"Las puertas del infierno" (Auguste Rodin) |
La semana pasada, yendo de paseo con mi marido, nos encontramos con un matrimonio conocido, paseando con dos de sus nietos, hermanos entre sí. El mayor tendría unos cinco años y su hermana tres o cuatro. En un momento dado empezaron a pelearse y el chico le zurró con ganas a su hermana.
Nos contaba el abuelo que antes no era así, que la niña solía pegar e incordiar a su hermano mayor sin que éste hiciera nada por defenderse hasta que un día le dijo su padre que no tenía por qué dejarse tratar así, que si su hermana le pegaba, contestase. Y, a la vista de la escena que presenciamos, había acogido ese consejo con entusiasmo.

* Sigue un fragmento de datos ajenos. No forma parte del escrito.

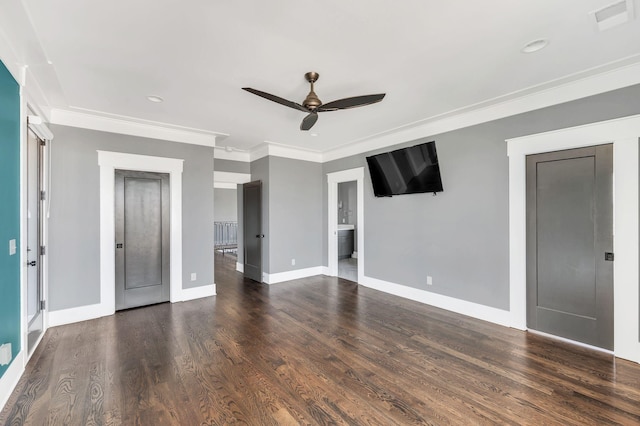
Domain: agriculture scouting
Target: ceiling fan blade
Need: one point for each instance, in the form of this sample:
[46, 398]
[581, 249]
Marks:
[276, 99]
[354, 102]
[309, 121]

Habitualmente, cuando nuestros hijos empiezan a relacionarse con otros niños de edades similares, solemos aconsejarles que se comporten como personas bien educadas; les decimos que no insulten ni digan palabrotas, que pidan las cosas por favor y que den las gracias, que no se peleen, que procuren ponerse de acuerdo por las buenas... Pero es cierto que en ocasiones falta la reciprocidad y nuestros buenos consejos pueden hacer de nuestros hijos "el capazo de las tortas".
Siempre me ha resultado bastante dura la escena de la parábola de las diez vírgenes en la que el Sueño nos relata que las necias les dijeron a las prudentes: «Dadnos aceite del vuestro porque nuestras lámparas se apagan », y las prudentes les respondieron: «Mejor es que vayáis a quienes lo venden y compréis, no sea que no alcance para vosotras y nosotras».

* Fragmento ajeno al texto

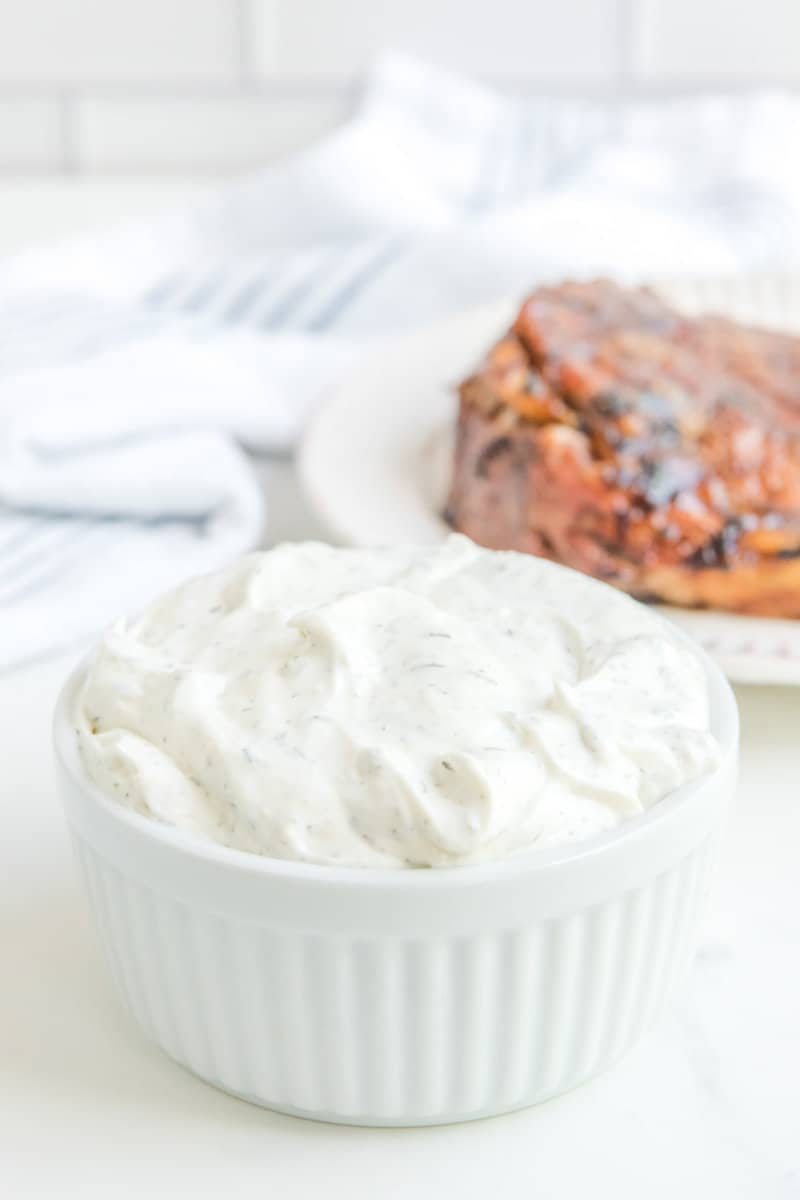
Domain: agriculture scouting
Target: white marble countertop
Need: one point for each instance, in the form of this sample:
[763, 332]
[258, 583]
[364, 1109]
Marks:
[707, 1107]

¿No dijo San Agustín que "la medida del amor es amar sin medida"? ¿Por qué, entonces, el Señor alaba la actitud, aparentemente poco caritativa, de las vírgenes prudentes?

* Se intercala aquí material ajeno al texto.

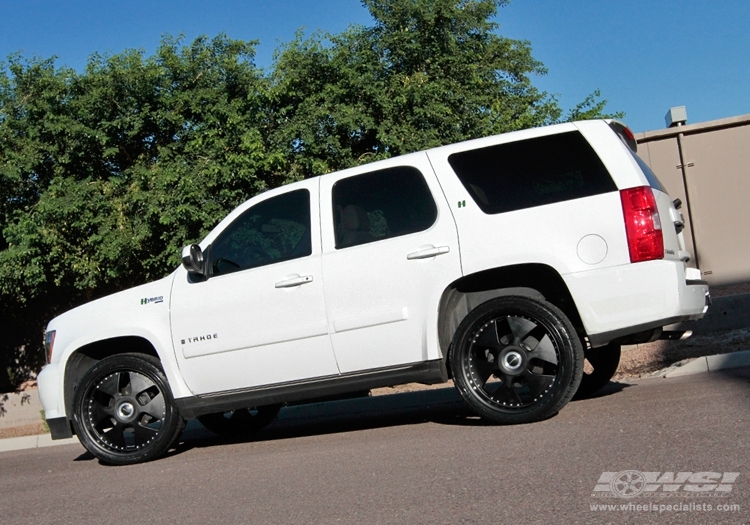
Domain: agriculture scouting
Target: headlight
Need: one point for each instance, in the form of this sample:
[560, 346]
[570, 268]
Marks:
[49, 343]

Creo que el quid de la cuestión está en la jerarquía de la caridad. Cuando el amor al prójimo entra en conflicto con el amor a Dios, no es verdadero amor. Podemos ir, para tratar de "rescatar" a los demás, hasta las mismísimas puertas del infierno, pero no más, no podemos traspasar ese umbral. Si las vírgenes prudentes hubieran compartido su aceite con las necias, habrían puesto en peligro su propia salvación, ya no serían prudentes sino imprudentes. Precisamente el Catecismo de la Iglesia Católica enseña, en su punto 1806, que la prudencia es la virtud que dispone la razón práctica a discernir en toda circunstancia nuestro verdadero bien y a elegir los medios rectos para realizarlo.
Así pues, además de enseñar a nuestros hijos a ser buenos con todo el mundo, debemos tratar de entrenarles en el recto uso de la virtud de la prudencia. Esto les ayudará, más adelante, a saber decir que no a muchas de las cosas y compañías que no les convengan y a saber elegir aquellas que les ayuden a crecer como personas.